“Well, then, ‘check.’ I am glad—delighted—since you direct all your suspicions against Charlie. Then I am full of regret for you, because—because I know the rigor of police discipline. In the eyes of the authorities you have failed—twice. Oh, if you would only attack this thing with an open mind, and not start prejudiced against Charlie. I wish you had never listened to local gossip. If that were so I could be on your side, and—and with true sportsmanship, wish you well. Besides that, I might be able to tell you things. You see, I learn many things in the village that others do not—hear.”
Fyles was studying the woman’s face closely as she spoke. And something he beheld there robbed his defeat of a good deal of its sting. Her words were the words of partisanship, and her partisanship was for another as well as himself. Had this not been so, had her partisanship been for him alone, he could well have abandoned himself to an open mind, as she desired. As it was, she drove him to a dogged pursuit of the man he was convinced was the real culprit.
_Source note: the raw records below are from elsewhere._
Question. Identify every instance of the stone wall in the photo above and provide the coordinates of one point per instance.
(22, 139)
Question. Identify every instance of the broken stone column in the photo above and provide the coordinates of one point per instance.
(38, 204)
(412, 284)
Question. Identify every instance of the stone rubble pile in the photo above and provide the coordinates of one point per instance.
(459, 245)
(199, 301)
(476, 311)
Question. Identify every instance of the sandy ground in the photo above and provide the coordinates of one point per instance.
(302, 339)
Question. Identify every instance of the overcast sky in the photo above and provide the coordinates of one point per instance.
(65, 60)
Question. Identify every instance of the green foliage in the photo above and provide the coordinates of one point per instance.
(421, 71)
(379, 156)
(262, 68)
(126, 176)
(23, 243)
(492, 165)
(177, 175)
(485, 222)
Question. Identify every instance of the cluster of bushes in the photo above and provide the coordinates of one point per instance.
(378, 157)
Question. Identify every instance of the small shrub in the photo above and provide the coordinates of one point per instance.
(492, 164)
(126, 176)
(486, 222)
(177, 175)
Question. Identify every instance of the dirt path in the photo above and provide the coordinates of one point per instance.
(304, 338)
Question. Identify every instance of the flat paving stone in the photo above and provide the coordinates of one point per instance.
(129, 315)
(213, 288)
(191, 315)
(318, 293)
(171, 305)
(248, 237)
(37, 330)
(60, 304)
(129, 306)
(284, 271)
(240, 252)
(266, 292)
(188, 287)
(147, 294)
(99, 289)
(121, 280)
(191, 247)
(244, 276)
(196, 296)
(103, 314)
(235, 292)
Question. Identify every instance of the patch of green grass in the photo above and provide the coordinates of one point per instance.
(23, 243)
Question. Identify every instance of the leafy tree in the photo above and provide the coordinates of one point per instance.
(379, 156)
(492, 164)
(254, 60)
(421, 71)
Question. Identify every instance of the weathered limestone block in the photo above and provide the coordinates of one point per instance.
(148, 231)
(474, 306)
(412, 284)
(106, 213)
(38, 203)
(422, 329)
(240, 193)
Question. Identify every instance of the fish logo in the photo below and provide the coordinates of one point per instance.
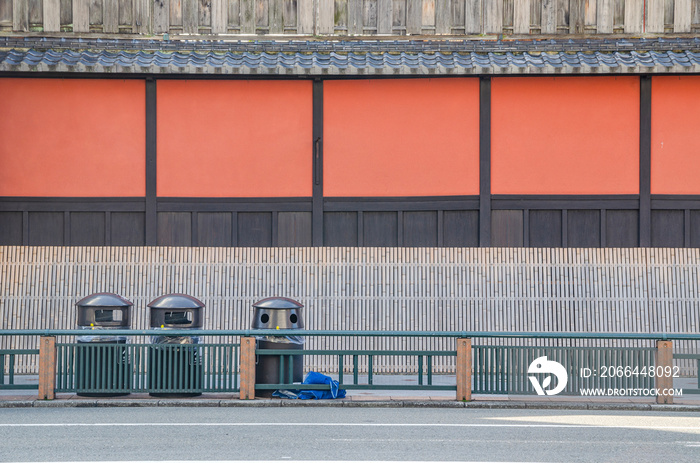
(549, 367)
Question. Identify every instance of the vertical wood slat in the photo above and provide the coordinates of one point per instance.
(654, 16)
(634, 14)
(682, 15)
(577, 16)
(81, 16)
(52, 15)
(443, 17)
(549, 17)
(521, 17)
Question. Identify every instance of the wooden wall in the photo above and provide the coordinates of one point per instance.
(334, 175)
(352, 17)
(432, 289)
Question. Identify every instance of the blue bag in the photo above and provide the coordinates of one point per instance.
(314, 378)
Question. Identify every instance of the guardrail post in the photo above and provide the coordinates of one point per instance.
(464, 369)
(247, 368)
(664, 359)
(47, 367)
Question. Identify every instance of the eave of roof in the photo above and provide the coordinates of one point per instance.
(360, 57)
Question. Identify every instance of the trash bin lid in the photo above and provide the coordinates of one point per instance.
(277, 303)
(103, 300)
(176, 301)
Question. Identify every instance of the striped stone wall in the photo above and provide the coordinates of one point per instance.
(508, 289)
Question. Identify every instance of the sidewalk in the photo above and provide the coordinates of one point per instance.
(354, 398)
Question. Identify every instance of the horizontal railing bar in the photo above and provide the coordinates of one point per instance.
(362, 333)
(326, 387)
(353, 352)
“Don’t let us reopen the old subject,” he said, with a shade of irritability. “I have evidence you know nothing of, and I should be mad indeed if I changed my objective at your desire, for the sake of the unsupported belief and regard you have for this man. Let us be content to be adversaries, each working out our little campaign as we think best. Don’t waste regrets at my failures. I know the price I have to pay for them—only too well. I know, and I tell you frankly, but only you, that my career in the police may terminate in consequence. That’s all right. The prestige of the force cannot be maintained by—failures. The prestige of the force is very dear to me. If you have anything to tell me that may lead me in the direction of the real culprit, then tell me. If not—why let us be friends until—until my work has made that impossible. I—I want your friendship very much.”
Kate’s eyes were turned from him. The deep light in them was very soft.
“Do you?” she smiled. “Well—perhaps you have it, in spite of our temporary antagonism. Oh, dear—it’s all so absurd.”
Fyles laughed.
“Isn’t it? But, then, anything out of the ordinary is generally absurd, until we get used to it. Somehow, it doesn’t seem absurd that I want your—friendship. At least, not to me.”
Kate smiled up into his face.
“And yet it is—absurd.”
The man’s eyes suddenly became serious.